Cette initiative s’inscrit dans la droite ligne du vote, le 14 mars dernier, de la proposition législative relative aux déchets, soumise par la Commission européenne dans le cadre de son plan d’action en faveur de l’économie circulaire, dans laquelleont été intégrées, sur maendements, une définition européenne de la notion de gaspillage alimentaire, ainsi qu’une hiérarchie de traitement des déchets alimentaires et des méthodes de mesures harmonisées.

Une obligation morale et technique de l’Union européenne

Selon Bilijana Borzan, « L’Union européenne est l’une des communautés les plus riches et les plus prospères au monde. Elle a donc l’obligation morale et politique de réduire les énormes quantités de denrées alimentaires gaspillées »

Certes, au niveau national, les Etats Membres ont déjà adopté de multiples mesures afin de réduire le gaspillage alimentaire, allant de la loi du « bon Saint-Maritain » en Italie, à de simples incitations fiscales au Portugal ou en Espagne, en passant par la sanction des supermarchés qui jetteraient leurs invendus, en France.

Mais d’un point de vue technique, le gaspillage alimentaire touche l’ensemble de la chaîne alimentaire, de l’étable à la table. Il apparait donc logique de combler les lacunes du cadre règlementaire alimentaire, de manière harmonisée à l’échelle européenne.

De la sécurité au gaspillage alimentaire

Le fil directeur de la législation européenne reste la sécurité de tous les produits alimentaires mis sur le marché. L’enjeux est donc de fournir aux opérateurs économiques, comme aux consommateurs, les moyens de donner ou de réutiliser les aliments encore consommables, sans compromettre leur sécurité.

En effet, le gaspillage alimentaire est, en majeure partie, généré par les ménages (53%), qui surconsomment, ou ne comprennent pas la différence entre les mentions « à consommer de préférence avant … » et « à consommer avant … », jetant, par suite, d’importantes quantités de denrées encore consommables. Le retrait des dates sur certains aliments pourrait ainsi limiter le gaspillage, sans compromettre leur sécurité. C’est en ce sens que les députés appellent la Commission à agir.

Concernant le gaspillage généré par les industriels, il conviendrait, selon les parlementaires, de modifier certaines règles de sécurité, d’hygiène et de traçabilité lorsque les industrielssouhaitent donner, ou réutiliser des denrées encore viables. La Commission envisage l’adoption de guidelines, afin d’assouplir, en ce sens, la législation européenne. Les parlementaires ont également appelé de leurs vœux, la prise de mesures incitatives, telle qu’une exemption fiscale des dons alimentaires que la Commission pourrait insérer dans la directive sur la TVA, ou le financement des coûts par le Fonds européen d’aide aux plus démunis.

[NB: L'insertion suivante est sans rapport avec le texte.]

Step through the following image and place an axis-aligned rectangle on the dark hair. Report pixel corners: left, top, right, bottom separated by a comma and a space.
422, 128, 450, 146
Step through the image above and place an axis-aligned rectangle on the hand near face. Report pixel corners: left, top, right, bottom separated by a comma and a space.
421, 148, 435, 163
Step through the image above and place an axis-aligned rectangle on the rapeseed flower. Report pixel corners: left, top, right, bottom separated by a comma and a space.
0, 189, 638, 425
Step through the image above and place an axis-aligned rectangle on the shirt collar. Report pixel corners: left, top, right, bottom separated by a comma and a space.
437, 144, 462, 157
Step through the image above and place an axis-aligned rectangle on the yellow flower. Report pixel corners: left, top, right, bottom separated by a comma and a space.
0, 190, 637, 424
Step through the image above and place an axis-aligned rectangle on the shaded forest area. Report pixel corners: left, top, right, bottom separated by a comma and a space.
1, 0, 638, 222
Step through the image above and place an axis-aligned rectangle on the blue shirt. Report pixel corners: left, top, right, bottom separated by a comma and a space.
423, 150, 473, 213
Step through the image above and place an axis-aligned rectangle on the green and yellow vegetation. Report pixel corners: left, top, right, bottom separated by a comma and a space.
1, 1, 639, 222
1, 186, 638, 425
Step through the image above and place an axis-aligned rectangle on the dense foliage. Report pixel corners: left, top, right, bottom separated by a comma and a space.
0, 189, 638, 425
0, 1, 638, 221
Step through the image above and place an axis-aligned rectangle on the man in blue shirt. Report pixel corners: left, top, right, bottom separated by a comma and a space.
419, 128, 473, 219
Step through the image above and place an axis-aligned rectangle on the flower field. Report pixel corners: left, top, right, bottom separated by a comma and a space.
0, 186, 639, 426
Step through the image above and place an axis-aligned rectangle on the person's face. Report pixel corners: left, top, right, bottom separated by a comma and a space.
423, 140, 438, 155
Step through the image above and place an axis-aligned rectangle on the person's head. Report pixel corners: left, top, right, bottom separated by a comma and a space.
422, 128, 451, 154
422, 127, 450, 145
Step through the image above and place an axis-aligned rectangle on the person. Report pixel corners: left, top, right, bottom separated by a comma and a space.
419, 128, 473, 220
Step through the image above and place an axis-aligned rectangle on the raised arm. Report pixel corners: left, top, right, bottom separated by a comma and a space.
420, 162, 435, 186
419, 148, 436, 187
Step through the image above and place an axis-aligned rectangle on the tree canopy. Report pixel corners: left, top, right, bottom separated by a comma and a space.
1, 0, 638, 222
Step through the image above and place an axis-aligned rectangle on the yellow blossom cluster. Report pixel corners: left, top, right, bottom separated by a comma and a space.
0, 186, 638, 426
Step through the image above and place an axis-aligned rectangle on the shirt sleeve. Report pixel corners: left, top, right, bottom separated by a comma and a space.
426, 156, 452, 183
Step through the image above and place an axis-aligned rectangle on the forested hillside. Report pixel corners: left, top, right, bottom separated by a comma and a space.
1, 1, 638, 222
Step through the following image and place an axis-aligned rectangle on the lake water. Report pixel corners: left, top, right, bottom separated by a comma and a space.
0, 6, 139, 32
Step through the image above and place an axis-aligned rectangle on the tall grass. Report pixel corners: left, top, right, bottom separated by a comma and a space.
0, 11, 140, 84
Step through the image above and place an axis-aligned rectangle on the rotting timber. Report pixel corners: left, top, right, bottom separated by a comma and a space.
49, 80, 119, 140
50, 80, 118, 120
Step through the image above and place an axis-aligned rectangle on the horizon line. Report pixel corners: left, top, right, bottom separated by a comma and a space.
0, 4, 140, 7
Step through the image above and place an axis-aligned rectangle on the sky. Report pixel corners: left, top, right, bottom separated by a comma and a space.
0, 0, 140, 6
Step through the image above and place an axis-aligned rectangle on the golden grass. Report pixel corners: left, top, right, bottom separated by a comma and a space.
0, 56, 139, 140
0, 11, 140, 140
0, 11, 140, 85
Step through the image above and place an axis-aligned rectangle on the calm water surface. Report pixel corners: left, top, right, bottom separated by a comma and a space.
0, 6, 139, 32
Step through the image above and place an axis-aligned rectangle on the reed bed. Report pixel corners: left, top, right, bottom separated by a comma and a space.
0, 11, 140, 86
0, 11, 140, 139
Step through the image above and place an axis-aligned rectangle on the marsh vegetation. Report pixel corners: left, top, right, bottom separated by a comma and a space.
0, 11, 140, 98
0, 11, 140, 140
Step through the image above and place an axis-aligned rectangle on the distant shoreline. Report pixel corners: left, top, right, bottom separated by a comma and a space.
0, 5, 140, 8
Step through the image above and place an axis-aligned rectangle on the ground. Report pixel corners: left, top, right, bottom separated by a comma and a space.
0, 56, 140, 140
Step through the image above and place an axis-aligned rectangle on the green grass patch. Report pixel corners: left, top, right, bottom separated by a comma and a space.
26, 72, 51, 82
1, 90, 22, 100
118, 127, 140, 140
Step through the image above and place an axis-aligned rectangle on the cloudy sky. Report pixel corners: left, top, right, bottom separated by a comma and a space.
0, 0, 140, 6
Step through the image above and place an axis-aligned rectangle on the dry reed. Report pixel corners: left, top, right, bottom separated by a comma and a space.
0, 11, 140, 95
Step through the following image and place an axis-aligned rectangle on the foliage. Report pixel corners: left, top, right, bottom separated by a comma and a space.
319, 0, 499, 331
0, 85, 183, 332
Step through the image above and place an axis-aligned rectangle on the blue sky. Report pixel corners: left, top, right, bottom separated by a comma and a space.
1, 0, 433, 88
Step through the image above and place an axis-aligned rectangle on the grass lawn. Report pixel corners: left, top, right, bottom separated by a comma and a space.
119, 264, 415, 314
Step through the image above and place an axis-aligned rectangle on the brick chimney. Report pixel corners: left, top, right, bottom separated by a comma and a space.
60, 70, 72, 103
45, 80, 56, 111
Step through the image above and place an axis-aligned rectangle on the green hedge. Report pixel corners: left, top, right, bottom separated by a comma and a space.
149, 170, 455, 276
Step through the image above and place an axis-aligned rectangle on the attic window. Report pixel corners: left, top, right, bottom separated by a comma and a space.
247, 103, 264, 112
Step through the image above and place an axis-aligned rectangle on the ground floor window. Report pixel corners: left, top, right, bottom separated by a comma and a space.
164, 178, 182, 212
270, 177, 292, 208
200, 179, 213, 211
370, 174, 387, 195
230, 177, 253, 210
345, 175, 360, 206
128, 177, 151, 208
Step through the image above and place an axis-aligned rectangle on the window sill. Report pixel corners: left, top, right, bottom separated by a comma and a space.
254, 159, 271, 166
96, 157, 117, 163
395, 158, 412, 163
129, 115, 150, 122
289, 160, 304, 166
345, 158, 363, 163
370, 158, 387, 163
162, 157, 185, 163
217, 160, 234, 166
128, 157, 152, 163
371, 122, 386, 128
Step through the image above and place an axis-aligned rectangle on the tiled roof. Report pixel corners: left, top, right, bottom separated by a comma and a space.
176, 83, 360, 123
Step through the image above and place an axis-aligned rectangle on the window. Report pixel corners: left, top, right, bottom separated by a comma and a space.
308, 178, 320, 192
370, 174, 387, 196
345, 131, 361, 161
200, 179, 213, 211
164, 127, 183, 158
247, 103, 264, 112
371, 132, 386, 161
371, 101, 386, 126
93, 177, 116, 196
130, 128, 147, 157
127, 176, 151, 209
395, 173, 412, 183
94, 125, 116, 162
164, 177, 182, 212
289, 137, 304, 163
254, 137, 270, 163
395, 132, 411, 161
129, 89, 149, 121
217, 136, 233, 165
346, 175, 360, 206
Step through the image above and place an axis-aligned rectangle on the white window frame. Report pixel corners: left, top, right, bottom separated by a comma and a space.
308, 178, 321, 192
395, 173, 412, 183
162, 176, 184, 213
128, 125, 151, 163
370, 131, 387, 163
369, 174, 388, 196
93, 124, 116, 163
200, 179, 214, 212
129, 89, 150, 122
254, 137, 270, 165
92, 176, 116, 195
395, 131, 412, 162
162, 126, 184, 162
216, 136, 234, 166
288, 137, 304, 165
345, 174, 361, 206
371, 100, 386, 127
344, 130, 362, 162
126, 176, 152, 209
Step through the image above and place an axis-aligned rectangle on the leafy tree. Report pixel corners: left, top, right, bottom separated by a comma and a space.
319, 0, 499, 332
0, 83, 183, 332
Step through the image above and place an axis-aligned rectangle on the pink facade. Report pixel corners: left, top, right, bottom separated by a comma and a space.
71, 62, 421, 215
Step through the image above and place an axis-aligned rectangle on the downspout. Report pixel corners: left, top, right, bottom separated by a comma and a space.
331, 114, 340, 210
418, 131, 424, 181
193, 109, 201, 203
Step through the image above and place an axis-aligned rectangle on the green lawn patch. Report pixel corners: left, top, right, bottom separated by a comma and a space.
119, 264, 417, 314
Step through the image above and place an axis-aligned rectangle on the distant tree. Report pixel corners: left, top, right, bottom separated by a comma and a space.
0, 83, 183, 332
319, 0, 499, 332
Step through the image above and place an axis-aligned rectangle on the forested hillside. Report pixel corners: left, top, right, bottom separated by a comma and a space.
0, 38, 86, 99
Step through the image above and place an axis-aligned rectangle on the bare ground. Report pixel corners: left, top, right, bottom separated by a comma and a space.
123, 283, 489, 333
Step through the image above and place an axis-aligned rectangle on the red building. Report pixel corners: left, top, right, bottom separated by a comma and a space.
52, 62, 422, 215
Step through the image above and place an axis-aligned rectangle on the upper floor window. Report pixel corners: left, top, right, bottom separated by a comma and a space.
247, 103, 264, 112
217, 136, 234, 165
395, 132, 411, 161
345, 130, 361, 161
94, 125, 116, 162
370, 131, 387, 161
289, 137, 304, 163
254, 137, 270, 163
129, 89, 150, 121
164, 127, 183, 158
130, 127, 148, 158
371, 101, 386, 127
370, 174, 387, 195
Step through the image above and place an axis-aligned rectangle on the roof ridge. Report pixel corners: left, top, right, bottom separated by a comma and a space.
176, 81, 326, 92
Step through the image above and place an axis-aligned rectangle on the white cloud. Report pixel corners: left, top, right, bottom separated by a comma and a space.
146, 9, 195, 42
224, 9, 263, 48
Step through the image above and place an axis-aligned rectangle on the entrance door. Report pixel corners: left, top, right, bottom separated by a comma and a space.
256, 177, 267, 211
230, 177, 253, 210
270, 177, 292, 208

Enfin, certains eurodéputés ont souligné que la prise en compte du secteur agricole dans l’action de l’UE permettrait de gérer les problèmes liés à des politiques de surproduction, ainsi qu’aux normes de standardisation qui imposent de jeter les fruits et légumes « moches ».

Ainsi, en proposant des mesures concrètes sur l’ensemble de la chaine alimentaire, les parlementaires entendent aller beaucoup plus loin que la Commission européenne, qui reste timide sur le sujet. Le Conseil devrait, à son tour, se prononcer sur la proposition législative amendée par les eurodéputés qui lui a été transmise en mars.